The pros of getting an online marine biology degree
Most modern colleges and universities now offer online classes for marine biology. Virtual students can then study the same ecology, microbiology, botany, and zoology as on-site learners. And that’s why internet-based lessons are just as legitimate as in-person lectures. The ‘Age of Information’ has ushered in a new way of doing things.
In fact, an online marine biology degree from a respected school offers these convenient benefits:
- Flexible class schedules
- Smaller group sizes
- Targeted lesson planning
- Self-paced learning
- Lower cost of tuition
- Financial aid available
The amenities at each school can vary widely, so talk to your admissions counselor for more information. And remember, you’ll still have to buy the same class materials and lab supplies as the on-campus students.
How students use technology as a boost
The technological revolution gives us all hope for the future, but it has been especially kind to today’s college student. In fact, a Pew Research study found that at least 58% of students use the internet for their homework. And according to a National Assessment of Educational Progress (NAEP) analysis, the world wide web is essential to learning.
As such, there’s a ton of profit potential after graduating with an online marine biology degree. Life Science professionals are in high demand right now. So believe it or not, the average graduate ends up making nearly $125,000 a year.
FACT: Marine biology salaries depend on where you work and how much you can offer the field.

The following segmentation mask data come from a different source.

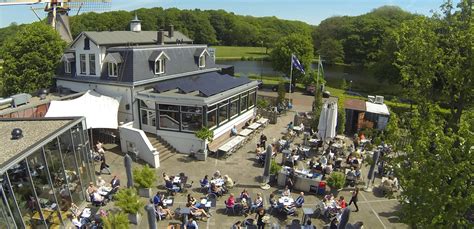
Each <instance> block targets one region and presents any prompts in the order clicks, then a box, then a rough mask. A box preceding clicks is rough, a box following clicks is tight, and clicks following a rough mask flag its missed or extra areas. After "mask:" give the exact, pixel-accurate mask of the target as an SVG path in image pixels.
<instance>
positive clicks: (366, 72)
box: [216, 60, 399, 94]
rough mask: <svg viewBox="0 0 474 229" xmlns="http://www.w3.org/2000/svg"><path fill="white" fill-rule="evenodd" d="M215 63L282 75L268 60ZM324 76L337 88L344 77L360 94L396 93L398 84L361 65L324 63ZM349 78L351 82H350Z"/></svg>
mask: <svg viewBox="0 0 474 229" xmlns="http://www.w3.org/2000/svg"><path fill="white" fill-rule="evenodd" d="M216 63H217V64H224V65H233V66H234V70H235V73H236V74H240V75H243V76H249V75H260V74H262V75H264V76H269V75H274V76H283V74H282V73H281V72H277V71H274V70H273V68H272V63H271V62H268V61H241V60H218V61H216ZM288 67H289V65H288ZM311 67H312V68H313V69H317V65H316V64H312V66H311ZM324 78H325V80H326V82H327V85H329V86H331V87H336V88H339V87H340V85H341V83H342V80H343V79H345V80H346V81H347V83H348V84H351V89H352V90H353V91H357V92H361V93H362V94H376V93H378V94H387V93H388V94H396V92H395V91H398V89H399V87H398V86H395V87H393V85H392V86H390V85H388V84H387V83H382V82H379V81H378V80H377V79H376V78H375V77H373V76H372V75H371V74H370V73H369V72H368V70H367V69H365V68H363V67H354V66H339V65H333V66H329V65H325V66H324ZM351 80H352V83H350V81H351Z"/></svg>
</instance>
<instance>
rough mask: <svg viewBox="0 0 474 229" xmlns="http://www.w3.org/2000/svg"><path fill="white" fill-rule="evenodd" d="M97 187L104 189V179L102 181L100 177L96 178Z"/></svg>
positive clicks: (101, 179)
mask: <svg viewBox="0 0 474 229" xmlns="http://www.w3.org/2000/svg"><path fill="white" fill-rule="evenodd" d="M97 186H99V187H105V186H107V183H106V182H105V180H104V179H102V177H98V178H97Z"/></svg>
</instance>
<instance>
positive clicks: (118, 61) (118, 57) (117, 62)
mask: <svg viewBox="0 0 474 229" xmlns="http://www.w3.org/2000/svg"><path fill="white" fill-rule="evenodd" d="M104 62H114V63H123V58H122V55H120V53H117V52H112V53H109V54H107V56H105V59H104Z"/></svg>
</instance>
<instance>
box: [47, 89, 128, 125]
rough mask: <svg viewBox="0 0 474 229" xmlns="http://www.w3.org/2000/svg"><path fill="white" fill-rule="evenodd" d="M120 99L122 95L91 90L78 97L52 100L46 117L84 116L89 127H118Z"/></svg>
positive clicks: (87, 91) (71, 116)
mask: <svg viewBox="0 0 474 229" xmlns="http://www.w3.org/2000/svg"><path fill="white" fill-rule="evenodd" d="M120 100H121V97H117V98H112V97H109V96H105V95H101V94H99V93H97V92H95V91H90V90H89V91H87V92H86V93H85V94H84V95H82V96H81V97H79V98H76V99H72V100H67V101H51V103H50V105H49V109H48V112H47V113H46V115H45V117H74V116H84V117H86V121H87V128H88V129H90V128H108V129H117V128H118V118H117V115H118V108H119V105H120Z"/></svg>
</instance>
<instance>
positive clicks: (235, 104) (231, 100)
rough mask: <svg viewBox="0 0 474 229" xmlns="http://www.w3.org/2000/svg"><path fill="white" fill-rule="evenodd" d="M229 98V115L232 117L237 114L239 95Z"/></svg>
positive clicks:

The cons of getting an online marine biology degree
Despite all the pros, there are still some cons to getting a degree for marine biology from an online school. None of them are dealbreakers but they’re still important to consider:
- Less hands-on training
- Restricted access to campus resources
- Smaller network of associates
On top of all that, working as a marine biologist can be very dangerous. That’s because nature doesn’t care about your degree or from where you got it. The most important factor is that you learn the lessons required for a safe and satisfying career. If you have to do that from the convenience of your couch, so be it.
The final verdict
Taking classes on the internet isn’t all that bad. You still get a degree with same credentials when you graduate. The same jobs are available too, so don’t get hung up on location.